If I can clock in on the shitter that's where I'd clock in every morning
"Nate, we need to talk about your login locations."
"What's wrong with me logging in on the China? Why is there a clock if it shouldn't be used?"
"Nothing wrong with that, pal. But could you tell us why it's the gents' room on Mondays, the ladies' one on Tuesdays, the disabled's one on Wednesdays, the shitter in my private apartment on Thursdays and seemingly King Charles' private golden toilet in his fox hunting hut near Essex on Fridays?"
one of the better ideas I’ve heard recently is that commute time should be included in clocked hours
It seems silly to incentivise long commutes.
Why pay someone that drives an hour each way more than someone that cycles to work in twenty minutes?
In that example, based on a wage of £20ph, the driver would be earning £6,666 per year more than the cyclist, that's nearly an additional £300,000 over a 45 year career.. You'd be an absolute idiot to not sell your house and move as far away from your work as reasonably possible.
People always bring up this objection, but it's extremely solvable: just pay employees for their travel respective to the median commute time for that area. Sure, people who live close get a little bonus and people who live far away get slightly less; but it removes all impetus to game the system and helps people who need it.
What kind of stupid question is that? Just walk two hours instead of cycling twenty minutes! Duh!
Why mention cycling?
In that case it would be "drive one hour or cycle 4"
Do you mean to suggest the company should hire folks who live closer, period? That is more logical
The operative task is minimize commute.
In most cases a car would be the fastest commute, even if you live close. (Assuming a non hyper dense urban environment)
Why not just pay the price of gas plus maintenance costs then? But I would be for the same wage for commutes because that's time that the individuals don't get back in their life.
Or you could just go remote if you can
You would also account the gas and maintenance of the car that needs to drive that much. Also, now you are doing "overtime" every day. Thanks no thanks.
Maybe we should just have shorter work days or 4 day work weeks so that everyone isn't just insanely burned out from the rat race.
congratulations! companies now have motivation to hire people as close as possible to the workplace, as well as fire those who live further than everywhere else!
those optimizing fucks would run that idea into the ground, i think
Don't you dare destroy my plan to move away from work to spend a full paid working day commuting!
well, other than no one can afford to live near the workplace
Elon already put beds in the twitter offices
This would be so shit, yeah.
In a later comment you imagine housing near the workplace to be an expensive way to boost your resume.
I imagine us one step closer to company towns. Housing thats owned and operated by an LLC connected to your workplace and housing issues and workplace issues become one and the same.

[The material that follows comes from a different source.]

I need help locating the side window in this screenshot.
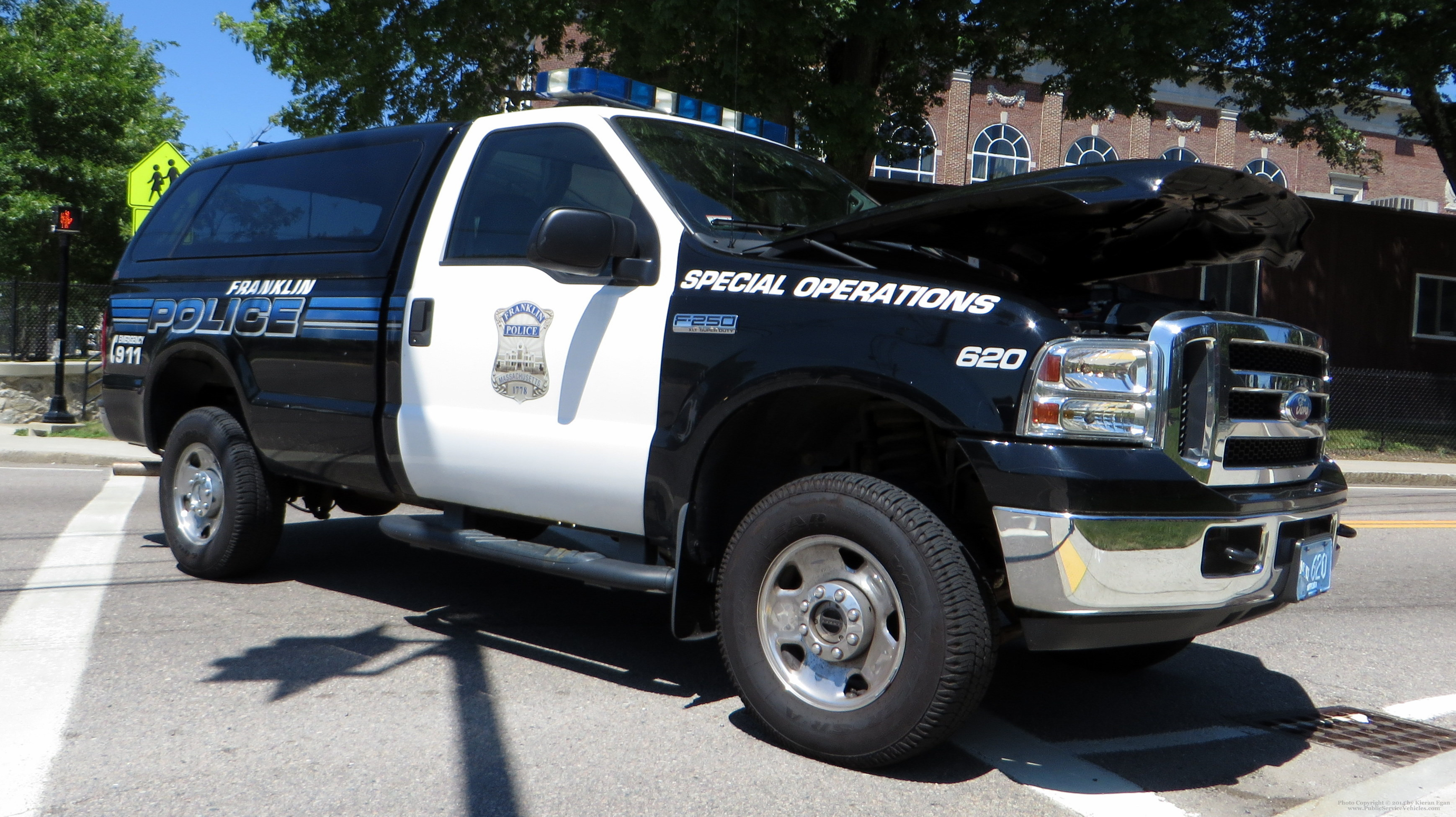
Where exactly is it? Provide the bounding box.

I don't see the issue - company towns worked out great, right?
...right?
...oh no...
...oh no no ^no ^^no ^^^no ^^^^no ^^^^^no ^^^^^^no
Can I still clock out to play into the breach or do I then actually have to work on my commute?
The company doesn't control how far away you live. Why should you get paid to listen to podcasts for two hours a day because you chose to live an hour away, and I only get paid for actual work?